White conseguiu uma influência que suplantou a de Draper, através da Universidade de Cornell que ele mesmo fundou…

Bem certo que, no contexto português, poderemos somar a esta história posterior à revolução francesa, a criação de uma ambiência defensora de um obscurantismo cristão que tem como momento de maior corolário o período pombalino e a sua campanha negra contra a Igreja, em geral, e os jesuítas, em particular.

Henrique Leitão, prémio Pessoa em 2014, em conferência proferida em Aveiro, em 2019[3], contou que o Marquês de Pombal, para poder desenvolver a sua campanha de perseguição aos Jesuítas, ordenou que fossem destruídos os inúmeros azulejos que, nas paredes da Universidade de Évora, apresentavam os diversos passos do tratado da Esfera e outros tratados astronómicos, pois não era enquadrável com a sua tese de que a Igreja era obscurantista, a existência de tais painéis, numa universidade coordenada por Jesuítas…

Estávamos na segunda metade do século XVIII:

Em inícios do século XXI, já com a experiência de desencontros que nos deveriam ter acordado para o dever de servir a verdade, sem pré-conceitos nem entrincheiramentos, continua o Marquês de Pombal a mandar picar os azulejos com que se tornaria óbvia a nossa mentira?

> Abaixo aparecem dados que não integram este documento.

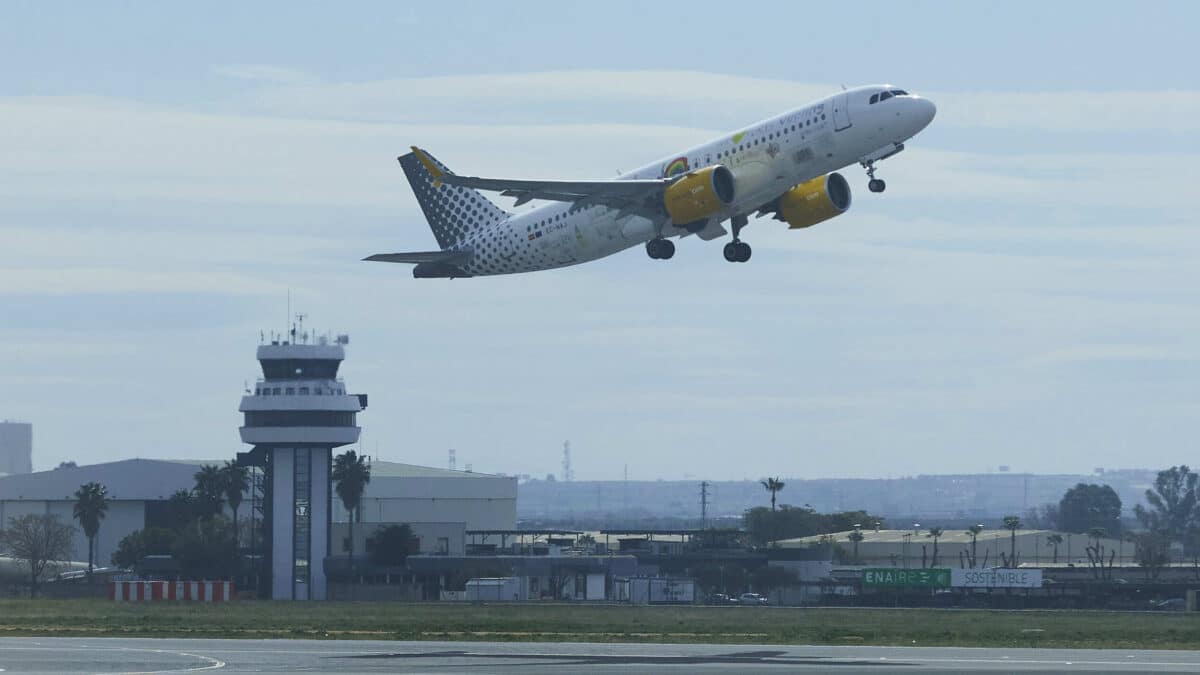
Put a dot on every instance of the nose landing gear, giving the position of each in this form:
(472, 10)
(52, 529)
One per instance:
(874, 184)
(737, 251)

E quem tem na mão a picareta com que se executa a sua demanda?

O nosso intuito é promover o encontro. Pousem-se, sobre a bancada, os martelos e picaretas e abramos, em conjunto, um ateliê de restauro. Os azulejos devem voltar a luzir e, com eles, a luz que não se faz, apenas, de razão iluminadora, pois qual lua, ela não é, ainda, a nascente e a fonte da luz: reflete-a, apenas. A autêntica demanda é a da verdade de que só, como lampejos, nos aproximamos, qual peregrinos…

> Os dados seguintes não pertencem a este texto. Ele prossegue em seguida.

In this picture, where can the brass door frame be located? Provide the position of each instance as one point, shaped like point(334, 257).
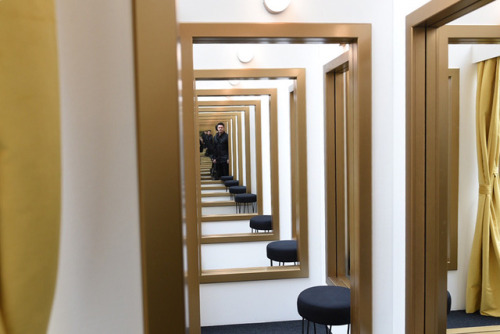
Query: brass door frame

Seb Falk, A Idade Média: a verdadeira idade das luzes, Lisboa, Bertrand Editora, 2021.

Umberto Eco, Construir o inimigo e outros escritos ocasionais, Lisboa, Gradiva, 2011.

Jorge Buescu, Da falsificação dos euros aos pequenos mundos, Lisboa, Gradiva, 2003.

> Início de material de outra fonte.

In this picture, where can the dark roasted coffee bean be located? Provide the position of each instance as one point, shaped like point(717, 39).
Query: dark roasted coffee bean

Luís Filipe F. R. Thomaz, O drama de Magalhães e a volta ao mundo sem querer, Lisboa, Gradiva, 20192.

Tomás de Aquino, Suma de Teologia, Tomo I (Parte 1), Madrid, Biblioteca de Autores Cristianos, 2017.


[1] Cfr. Jorge Buescu, Da falsificação dos euros aos pequenos mundos, pp. 173-174.

[2] Cfr. Seb Falk, A Idade Média: a verdadeira idade das luzes, p. 21.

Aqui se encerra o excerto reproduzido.